In any business dealing, the ideal way to protect your best interests is with a valid, legally enforceable contract. Typically, a commercial contract comes in written form and must fulfill specific requirements to be enforceable by law. In the U.S., the Uniform Commercial Code (UCC) regulates commercial agreements, such sale of goods & services or supply contracts. However, the statutes governing commercial contracts may vary among states. Therefore, it is important to have a thorough understanding of state regulations concerning the agreement.
What are the Key Requirements for Creating a Valid Commercial Contract?
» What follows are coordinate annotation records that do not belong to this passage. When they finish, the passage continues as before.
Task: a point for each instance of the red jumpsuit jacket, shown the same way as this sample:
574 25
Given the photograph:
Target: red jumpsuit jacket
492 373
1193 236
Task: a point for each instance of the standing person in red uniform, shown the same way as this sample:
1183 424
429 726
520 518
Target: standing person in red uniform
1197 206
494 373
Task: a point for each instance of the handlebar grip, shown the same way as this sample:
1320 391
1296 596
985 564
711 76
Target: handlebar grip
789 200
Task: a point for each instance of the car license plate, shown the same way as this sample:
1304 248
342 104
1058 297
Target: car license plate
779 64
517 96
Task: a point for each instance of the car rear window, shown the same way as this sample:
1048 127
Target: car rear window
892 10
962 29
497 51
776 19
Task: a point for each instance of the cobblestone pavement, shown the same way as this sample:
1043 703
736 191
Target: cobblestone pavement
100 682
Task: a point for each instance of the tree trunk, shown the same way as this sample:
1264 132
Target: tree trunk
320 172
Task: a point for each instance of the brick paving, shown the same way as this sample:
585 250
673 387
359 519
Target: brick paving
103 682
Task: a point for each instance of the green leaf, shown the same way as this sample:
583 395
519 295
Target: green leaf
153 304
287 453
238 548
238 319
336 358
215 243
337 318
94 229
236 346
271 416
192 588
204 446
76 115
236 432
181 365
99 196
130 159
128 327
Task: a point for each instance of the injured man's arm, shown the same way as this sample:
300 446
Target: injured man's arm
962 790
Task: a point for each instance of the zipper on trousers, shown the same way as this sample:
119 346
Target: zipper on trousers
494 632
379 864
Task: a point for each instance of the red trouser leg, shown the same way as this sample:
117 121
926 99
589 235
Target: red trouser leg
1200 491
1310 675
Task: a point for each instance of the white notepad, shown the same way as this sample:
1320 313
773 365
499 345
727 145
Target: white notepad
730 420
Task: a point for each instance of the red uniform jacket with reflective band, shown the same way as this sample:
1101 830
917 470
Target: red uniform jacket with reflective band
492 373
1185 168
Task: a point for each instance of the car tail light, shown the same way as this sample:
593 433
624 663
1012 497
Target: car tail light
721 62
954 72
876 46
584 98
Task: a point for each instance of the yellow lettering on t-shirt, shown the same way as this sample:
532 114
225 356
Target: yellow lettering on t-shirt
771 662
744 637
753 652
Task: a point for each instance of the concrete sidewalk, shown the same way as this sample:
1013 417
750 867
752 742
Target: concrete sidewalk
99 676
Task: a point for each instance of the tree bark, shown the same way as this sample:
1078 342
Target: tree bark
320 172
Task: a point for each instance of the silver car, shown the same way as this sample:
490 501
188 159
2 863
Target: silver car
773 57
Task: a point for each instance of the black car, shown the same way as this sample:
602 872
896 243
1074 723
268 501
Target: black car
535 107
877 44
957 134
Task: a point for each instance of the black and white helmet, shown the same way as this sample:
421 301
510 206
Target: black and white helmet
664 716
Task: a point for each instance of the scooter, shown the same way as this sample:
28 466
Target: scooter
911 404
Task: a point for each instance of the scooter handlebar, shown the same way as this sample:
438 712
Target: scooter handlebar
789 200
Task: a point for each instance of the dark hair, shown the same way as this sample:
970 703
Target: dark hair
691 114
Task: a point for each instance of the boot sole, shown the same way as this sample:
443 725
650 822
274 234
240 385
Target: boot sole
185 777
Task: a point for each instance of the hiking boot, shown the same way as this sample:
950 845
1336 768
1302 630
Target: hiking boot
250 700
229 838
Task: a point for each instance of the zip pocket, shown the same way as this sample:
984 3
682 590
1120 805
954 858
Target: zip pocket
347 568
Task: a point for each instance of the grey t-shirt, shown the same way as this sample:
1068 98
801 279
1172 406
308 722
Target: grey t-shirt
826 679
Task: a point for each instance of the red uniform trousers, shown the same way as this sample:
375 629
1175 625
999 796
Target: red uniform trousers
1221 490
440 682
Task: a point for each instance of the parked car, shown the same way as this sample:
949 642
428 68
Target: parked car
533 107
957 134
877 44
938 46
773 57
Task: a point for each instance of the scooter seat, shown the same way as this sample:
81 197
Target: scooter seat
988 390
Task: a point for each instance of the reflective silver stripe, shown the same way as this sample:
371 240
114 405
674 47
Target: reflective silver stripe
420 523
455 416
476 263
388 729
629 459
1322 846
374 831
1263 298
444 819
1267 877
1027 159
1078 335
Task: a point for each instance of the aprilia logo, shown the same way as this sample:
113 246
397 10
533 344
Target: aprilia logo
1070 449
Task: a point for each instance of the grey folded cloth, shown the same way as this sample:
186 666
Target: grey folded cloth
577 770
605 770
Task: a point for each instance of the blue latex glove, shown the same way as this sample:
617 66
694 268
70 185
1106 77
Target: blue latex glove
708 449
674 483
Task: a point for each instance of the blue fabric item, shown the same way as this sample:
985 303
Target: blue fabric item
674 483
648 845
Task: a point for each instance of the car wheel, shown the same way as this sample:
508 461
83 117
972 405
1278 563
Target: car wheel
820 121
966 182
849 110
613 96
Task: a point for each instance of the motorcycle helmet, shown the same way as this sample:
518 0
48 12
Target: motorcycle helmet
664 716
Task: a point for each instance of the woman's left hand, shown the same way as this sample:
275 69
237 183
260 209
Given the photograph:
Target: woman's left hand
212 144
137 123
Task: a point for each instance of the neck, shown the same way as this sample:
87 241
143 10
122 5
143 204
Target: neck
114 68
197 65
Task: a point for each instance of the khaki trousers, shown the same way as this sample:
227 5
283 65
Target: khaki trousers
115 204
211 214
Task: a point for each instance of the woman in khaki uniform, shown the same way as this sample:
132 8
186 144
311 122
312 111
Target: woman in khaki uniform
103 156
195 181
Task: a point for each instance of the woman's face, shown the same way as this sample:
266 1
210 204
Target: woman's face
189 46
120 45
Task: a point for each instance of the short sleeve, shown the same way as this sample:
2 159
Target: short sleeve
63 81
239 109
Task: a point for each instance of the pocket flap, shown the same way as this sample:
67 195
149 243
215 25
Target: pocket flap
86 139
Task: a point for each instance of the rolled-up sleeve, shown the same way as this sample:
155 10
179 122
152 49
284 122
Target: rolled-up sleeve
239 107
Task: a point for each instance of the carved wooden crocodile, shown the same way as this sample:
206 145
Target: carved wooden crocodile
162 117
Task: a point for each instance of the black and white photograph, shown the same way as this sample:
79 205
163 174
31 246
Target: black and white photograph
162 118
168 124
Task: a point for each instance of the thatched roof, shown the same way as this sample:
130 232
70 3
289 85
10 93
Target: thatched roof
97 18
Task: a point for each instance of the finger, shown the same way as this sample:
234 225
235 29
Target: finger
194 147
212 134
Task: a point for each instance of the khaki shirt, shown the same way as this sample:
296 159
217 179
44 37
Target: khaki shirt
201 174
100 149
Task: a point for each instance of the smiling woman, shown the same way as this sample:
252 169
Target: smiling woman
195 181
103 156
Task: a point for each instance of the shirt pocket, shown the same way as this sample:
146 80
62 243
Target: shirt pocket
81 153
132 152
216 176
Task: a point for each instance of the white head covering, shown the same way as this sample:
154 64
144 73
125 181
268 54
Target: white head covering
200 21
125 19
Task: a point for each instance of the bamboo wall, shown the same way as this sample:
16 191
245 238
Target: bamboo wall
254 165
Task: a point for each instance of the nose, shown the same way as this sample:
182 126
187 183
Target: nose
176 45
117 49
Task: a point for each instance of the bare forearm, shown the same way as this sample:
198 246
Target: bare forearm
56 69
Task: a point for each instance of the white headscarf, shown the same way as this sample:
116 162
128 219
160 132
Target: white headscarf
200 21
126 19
Suppose, you are setting up a franchise business in the U.S. Before you can start selling products or services, you must enter into a contract with the franchisor. Through the agreement, the franchisor gives you (the franchisee) the authority to use its brand and expertise and sell its products and services in lieu of a franchise fee.
The contract between the franchisor and the franchisee will be considered valid and legally enforceable only if it fulfills the following elements –
There must be mutual assent – Commercial agreements are considered legally binding and valid only if there is mutual assent. A contract is formed only when an offer is made and there is an acceptance of the offer. There should be evidence indicating that the party who makes the offer intends it to be binding. It must also express that the party who accepts the offer knows that it is intended to enter into an enforceable contract. There must be a minimum of two parties to have a legally binding contract.
The parties to the contract must voluntarily agree to the agreement – Any of the parties must not use force (physical or mental) to have another party enter into the contract. Contracts made using undue influence, coercion, duress, fraud, or misrepresentation are not considered valid or enforceable.
There must be a consideration –The parties to commercial agreements must understand that they are bargaining for “something of value,” or consideration. This may be in the form of a promise, or transfer of money or items of value.
The subject matter must be lawful – If the subject matter of the agreement is illegal, then the terms & conditions mentioned in it will not be enforceable lawfully.
The parties must be in ‘capacity’ at the time of signing the contract – The contract will be considered legally binding only if the parties have the mental ability to understand the terms and conditions at the time of signing it. Parties who enter the agreement under the conditions of mental impairment, intoxication, or age may seek the court to void the contract.
Should a Commercial Agreement Be in Writing?
According to the Uniform Commercial Code and as authorized by all the U.S. states, commercial agreements related to the “sale of goods” exceeding an amount of $500 must be in writing to be legally binding. This also covers bulk sales law prevalent in certain states such as New Jersey. However, UCC statutes do not apply to agreements related to commercial services.
However, every state incorporates a “Statute of Fraud” in their commercial contract law. According to the statute, specific types of agreements should be in writing to be enforceable by law. This also includes agreements related to the sale of an interest in land.
Different Types of Commercial Agreements
A commercial agreement stands viable for any type of business relationship or dealings, including common ones such as –
- Employment agreements
- Customer and vendor agreements
- Partnership or shareholder agreements
- Licensing and intellectual property contracts
- Real estate agreements
- Non-disclosure and confidentiality agreements
Commercial agreements are breached due to either of the parties failing to fulfill their obligations as per the contract. In such cases, you can consider working with a commercial litigation attorney who will work towards protecting your best interests in case a lawsuit is filed.